My knees were bruised from kneeling on the rough metal bridge. I had blood on my clothes. I stood up, lit a cigarette, got back in the truck and went to work. I spent the day deadheading day lilies for a rich old lady because old ladies don’t like dead things.
I wanted to help those people. I don’t know if I really did. They still seemed helpless. They still seemed like victims. Like there were bigger things than them that were beyond their control. I think that is the underlying theme.
Even the image of birth – it was a moment of powerlessness and inevitability. I was there, I wanted to make a difference, but I couldn’t really change anything. There were forces bigger than me that would keep things moving in a direction I couldn’t shift. When I am depressed, resignation overwhelms me. I drown in the feeling that I can’t change anything – that things are moving forward whether I want them to or not.

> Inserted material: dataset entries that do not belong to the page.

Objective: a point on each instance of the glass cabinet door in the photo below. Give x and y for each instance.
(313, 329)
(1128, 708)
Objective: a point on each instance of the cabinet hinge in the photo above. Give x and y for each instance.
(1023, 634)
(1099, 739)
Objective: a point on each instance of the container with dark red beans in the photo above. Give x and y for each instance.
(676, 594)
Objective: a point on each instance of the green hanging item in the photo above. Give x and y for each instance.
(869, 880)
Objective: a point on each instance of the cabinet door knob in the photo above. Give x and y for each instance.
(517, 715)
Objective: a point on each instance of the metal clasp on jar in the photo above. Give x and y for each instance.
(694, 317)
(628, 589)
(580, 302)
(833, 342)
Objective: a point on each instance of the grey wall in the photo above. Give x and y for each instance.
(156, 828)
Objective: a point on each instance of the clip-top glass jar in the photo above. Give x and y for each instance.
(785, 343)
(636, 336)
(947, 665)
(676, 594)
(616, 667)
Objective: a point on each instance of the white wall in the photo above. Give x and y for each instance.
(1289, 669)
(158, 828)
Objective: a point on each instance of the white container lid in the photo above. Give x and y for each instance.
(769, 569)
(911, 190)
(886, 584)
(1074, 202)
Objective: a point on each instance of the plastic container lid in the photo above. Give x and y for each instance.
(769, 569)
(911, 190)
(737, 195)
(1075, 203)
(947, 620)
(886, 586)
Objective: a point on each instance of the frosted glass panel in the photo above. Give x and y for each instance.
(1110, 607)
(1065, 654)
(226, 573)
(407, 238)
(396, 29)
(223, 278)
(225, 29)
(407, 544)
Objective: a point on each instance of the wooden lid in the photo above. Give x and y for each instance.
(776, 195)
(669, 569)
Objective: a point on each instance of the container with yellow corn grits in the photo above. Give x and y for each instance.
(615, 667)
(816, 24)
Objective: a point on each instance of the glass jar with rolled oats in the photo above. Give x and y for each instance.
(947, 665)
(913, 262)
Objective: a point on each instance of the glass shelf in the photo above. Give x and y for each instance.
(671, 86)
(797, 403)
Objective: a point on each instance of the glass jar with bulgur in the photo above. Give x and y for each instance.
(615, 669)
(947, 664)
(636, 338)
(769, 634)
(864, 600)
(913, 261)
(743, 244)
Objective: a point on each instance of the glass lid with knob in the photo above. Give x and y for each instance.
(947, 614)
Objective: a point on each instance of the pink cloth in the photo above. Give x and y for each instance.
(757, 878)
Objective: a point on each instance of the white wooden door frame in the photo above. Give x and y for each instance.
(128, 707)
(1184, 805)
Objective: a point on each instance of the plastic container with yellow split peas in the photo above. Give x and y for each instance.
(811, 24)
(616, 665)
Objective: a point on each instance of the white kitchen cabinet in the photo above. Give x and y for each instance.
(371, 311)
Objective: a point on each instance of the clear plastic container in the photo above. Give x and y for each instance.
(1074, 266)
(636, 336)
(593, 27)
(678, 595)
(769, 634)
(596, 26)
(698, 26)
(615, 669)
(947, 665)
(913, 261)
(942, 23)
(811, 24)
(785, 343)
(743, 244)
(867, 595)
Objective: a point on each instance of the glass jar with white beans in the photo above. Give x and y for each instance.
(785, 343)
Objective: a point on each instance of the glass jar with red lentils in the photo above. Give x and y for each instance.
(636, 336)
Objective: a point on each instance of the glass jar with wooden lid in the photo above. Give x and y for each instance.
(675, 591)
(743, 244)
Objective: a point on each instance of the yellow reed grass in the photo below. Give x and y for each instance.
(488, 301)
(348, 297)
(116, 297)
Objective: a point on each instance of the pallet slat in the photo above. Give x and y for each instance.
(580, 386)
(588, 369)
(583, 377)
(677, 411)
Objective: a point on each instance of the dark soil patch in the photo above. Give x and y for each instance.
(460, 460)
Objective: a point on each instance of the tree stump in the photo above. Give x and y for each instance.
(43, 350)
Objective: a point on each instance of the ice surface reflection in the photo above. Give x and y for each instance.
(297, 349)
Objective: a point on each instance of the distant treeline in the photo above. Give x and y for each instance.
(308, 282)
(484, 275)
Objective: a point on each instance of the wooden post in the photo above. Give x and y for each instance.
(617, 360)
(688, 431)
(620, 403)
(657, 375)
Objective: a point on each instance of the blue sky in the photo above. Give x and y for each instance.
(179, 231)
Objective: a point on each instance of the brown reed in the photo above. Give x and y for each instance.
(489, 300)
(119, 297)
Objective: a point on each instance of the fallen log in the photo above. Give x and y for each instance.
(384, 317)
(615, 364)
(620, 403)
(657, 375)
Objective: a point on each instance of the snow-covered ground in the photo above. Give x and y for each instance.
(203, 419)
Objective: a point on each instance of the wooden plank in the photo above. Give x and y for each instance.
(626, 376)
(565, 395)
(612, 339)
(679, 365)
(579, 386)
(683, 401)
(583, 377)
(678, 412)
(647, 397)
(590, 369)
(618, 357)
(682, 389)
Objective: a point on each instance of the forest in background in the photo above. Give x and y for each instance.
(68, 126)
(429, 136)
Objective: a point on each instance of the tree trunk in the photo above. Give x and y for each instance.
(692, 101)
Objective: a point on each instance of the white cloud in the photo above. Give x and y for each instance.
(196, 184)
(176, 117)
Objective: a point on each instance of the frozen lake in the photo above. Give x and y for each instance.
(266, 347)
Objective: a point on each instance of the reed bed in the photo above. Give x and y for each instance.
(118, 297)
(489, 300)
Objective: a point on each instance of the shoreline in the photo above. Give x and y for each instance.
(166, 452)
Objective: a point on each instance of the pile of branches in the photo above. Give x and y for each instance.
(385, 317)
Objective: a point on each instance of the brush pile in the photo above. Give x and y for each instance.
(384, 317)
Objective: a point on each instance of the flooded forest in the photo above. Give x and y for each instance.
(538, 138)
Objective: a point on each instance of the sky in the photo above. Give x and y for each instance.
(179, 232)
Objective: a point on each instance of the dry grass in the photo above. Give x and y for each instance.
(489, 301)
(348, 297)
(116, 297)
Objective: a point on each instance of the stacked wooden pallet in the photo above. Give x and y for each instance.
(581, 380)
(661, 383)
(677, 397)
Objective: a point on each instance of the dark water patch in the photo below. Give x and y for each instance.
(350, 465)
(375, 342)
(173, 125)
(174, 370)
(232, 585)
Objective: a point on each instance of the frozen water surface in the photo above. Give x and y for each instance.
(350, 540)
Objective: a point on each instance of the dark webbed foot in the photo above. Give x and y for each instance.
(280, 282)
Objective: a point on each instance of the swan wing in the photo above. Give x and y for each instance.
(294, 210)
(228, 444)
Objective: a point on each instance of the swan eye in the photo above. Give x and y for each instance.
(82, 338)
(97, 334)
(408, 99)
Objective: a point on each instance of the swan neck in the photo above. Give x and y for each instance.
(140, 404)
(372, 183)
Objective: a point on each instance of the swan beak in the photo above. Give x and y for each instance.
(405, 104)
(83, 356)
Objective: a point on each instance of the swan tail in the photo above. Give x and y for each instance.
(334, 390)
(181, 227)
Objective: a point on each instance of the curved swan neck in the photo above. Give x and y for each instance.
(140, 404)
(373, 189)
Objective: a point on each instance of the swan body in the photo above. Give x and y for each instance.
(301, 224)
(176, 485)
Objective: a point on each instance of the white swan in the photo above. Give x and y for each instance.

I feel good right now. I have for a couple of weeks. My body is lighter, I sit straighter, my head is clear. I still feel upset and overwhelmed at times, but it doesn’t envelop me like a fog – it just is. I feel such disdain for the person I was a few weeks back. I don’t understand how I could *let* myself be paralyzed like that. It feels like it was a different person. At the same time, I know what that feeling is and I know I could sooner order a paraplegic to just walk out of her chair than to tell myself to just snap out of it when I am that bad. I can’t imagine feeling so low, but I can’t shake the fear that it could hit again at any time. It feels like something bigger than me that I can’t control that will keep moving forward no matter what I try to do to help.